Cross Flips
$N \times N$ disks are placed on a square game board. Each disk has a black side and white side.
At each turn, you may choose a disk and flip all the disks in the same row and the same column as this disk: thus $2 \times N - 1$ disks are flipped. The game ends when all disks show their white side. The following example shows a game on a $5 \times 5$ board.
It can be proven that $3$ is the minimal number of turns to finish this game.
The bottom left disk on the $N \times N$ board has coordinates $(0,0)$;
the bottom right disk has coordinates $(N-1,0)$ and the top left disk has coordinates $(0,N-1)$.

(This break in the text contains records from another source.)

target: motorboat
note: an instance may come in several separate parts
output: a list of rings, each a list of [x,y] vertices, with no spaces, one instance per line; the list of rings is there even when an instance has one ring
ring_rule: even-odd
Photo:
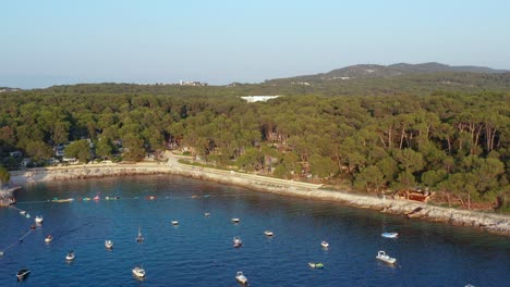
[[[241,247],[241,246],[243,245],[243,241],[241,240],[241,237],[235,236],[235,237],[232,239],[232,245],[233,245],[233,247],[235,247],[235,248]]]
[[[42,215],[37,215],[36,219],[35,219],[35,222],[38,223],[38,224],[41,224],[44,220],[45,219],[42,219]]]
[[[145,270],[141,265],[136,265],[133,270],[133,275],[135,275],[138,278],[144,278],[145,277]]]
[[[394,264],[394,262],[397,262],[397,259],[390,258],[390,257],[387,255],[386,252],[382,251],[382,250],[379,251],[379,252],[377,252],[376,259],[378,259],[378,260],[380,260],[380,261],[382,261],[382,262],[385,262],[385,263],[388,263],[388,264]]]
[[[144,241],[144,237],[142,236],[142,232],[139,230],[139,227],[138,227],[138,236],[136,236],[136,242],[143,242]]]
[[[74,198],[64,198],[64,199],[52,199],[51,202],[63,203],[63,202],[71,202]]]
[[[247,278],[244,276],[242,271],[238,271],[238,274],[235,274],[235,279],[243,285],[247,285]]]
[[[69,251],[68,254],[65,255],[65,260],[73,261],[76,255],[74,255],[74,251]]]
[[[397,238],[399,237],[399,234],[398,233],[381,233],[380,236],[385,238]]]
[[[107,249],[112,249],[113,248],[113,241],[112,240],[105,240],[105,247]]]
[[[318,262],[318,263],[315,263],[315,262],[308,262],[308,266],[313,267],[313,269],[324,269],[324,264]]]
[[[31,274],[31,270],[28,269],[21,269],[16,273],[17,280],[24,280]]]

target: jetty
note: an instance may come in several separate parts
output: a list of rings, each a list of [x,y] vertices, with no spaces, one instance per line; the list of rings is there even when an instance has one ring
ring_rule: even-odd
[[[14,191],[21,187],[8,187],[0,189],[0,207],[9,207],[16,203]]]

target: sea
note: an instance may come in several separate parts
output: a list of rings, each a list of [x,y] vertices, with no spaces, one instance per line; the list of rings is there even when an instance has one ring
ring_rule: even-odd
[[[74,200],[52,201],[68,198]],[[240,286],[239,271],[250,286],[510,286],[509,237],[338,202],[178,175],[27,184],[17,200],[0,208],[2,287]],[[31,229],[37,215],[44,222]],[[376,260],[378,251],[397,263]],[[133,276],[136,265],[145,278]],[[31,274],[17,282],[24,267]]]

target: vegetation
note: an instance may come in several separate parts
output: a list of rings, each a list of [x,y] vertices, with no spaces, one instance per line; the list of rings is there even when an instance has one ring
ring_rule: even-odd
[[[510,83],[509,76],[495,77],[499,82],[487,83]],[[11,166],[10,152],[40,162],[69,141],[65,155],[82,162],[118,151],[139,161],[147,152],[179,148],[215,166],[367,192],[422,186],[448,203],[508,210],[509,89],[414,93],[406,85],[401,90],[408,92],[378,92],[385,83],[389,91],[408,78],[366,79],[382,84],[376,90],[367,85],[367,92],[361,84],[353,86],[360,91],[328,84],[255,103],[238,96],[296,86],[100,84],[4,92],[0,153]]]

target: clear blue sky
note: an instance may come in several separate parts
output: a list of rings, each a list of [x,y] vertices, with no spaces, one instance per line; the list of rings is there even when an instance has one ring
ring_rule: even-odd
[[[7,0],[0,86],[258,83],[352,64],[510,68],[506,0]]]

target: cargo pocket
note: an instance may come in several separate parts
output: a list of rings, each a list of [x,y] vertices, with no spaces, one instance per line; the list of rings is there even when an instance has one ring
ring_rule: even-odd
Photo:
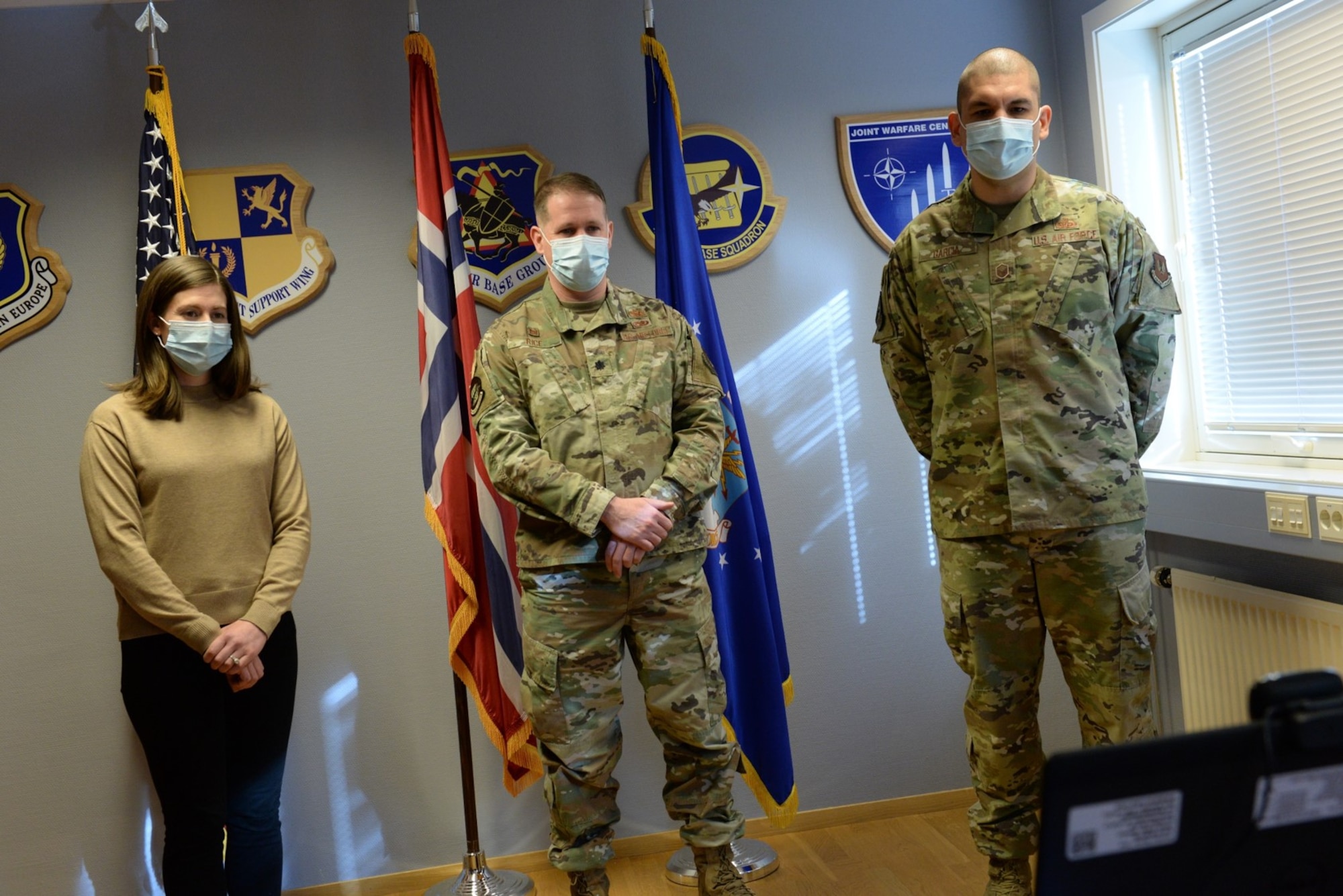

Let $C_N$ be the following configuration of a board with $N \times N$ disks:
A disk at $(x, y)$ satisfying $N - 1 \le \sqrt{x^2 + y^2} \lt N$, shows its black side; otherwise, it shows its white side. $C_5$ is shown above.
Let $T(N)$ be the minimal number of turns to finish a game starting from configuration $C_N$ or $0$ if configuration $C_N$ is unsolvable.
We have shown that $T(5)=3$. You are also given that $T(10)=29$ and $T(1\,000)=395253$.
Find $\sum \limits_{i = 3}^{31} T(2^i - i)$.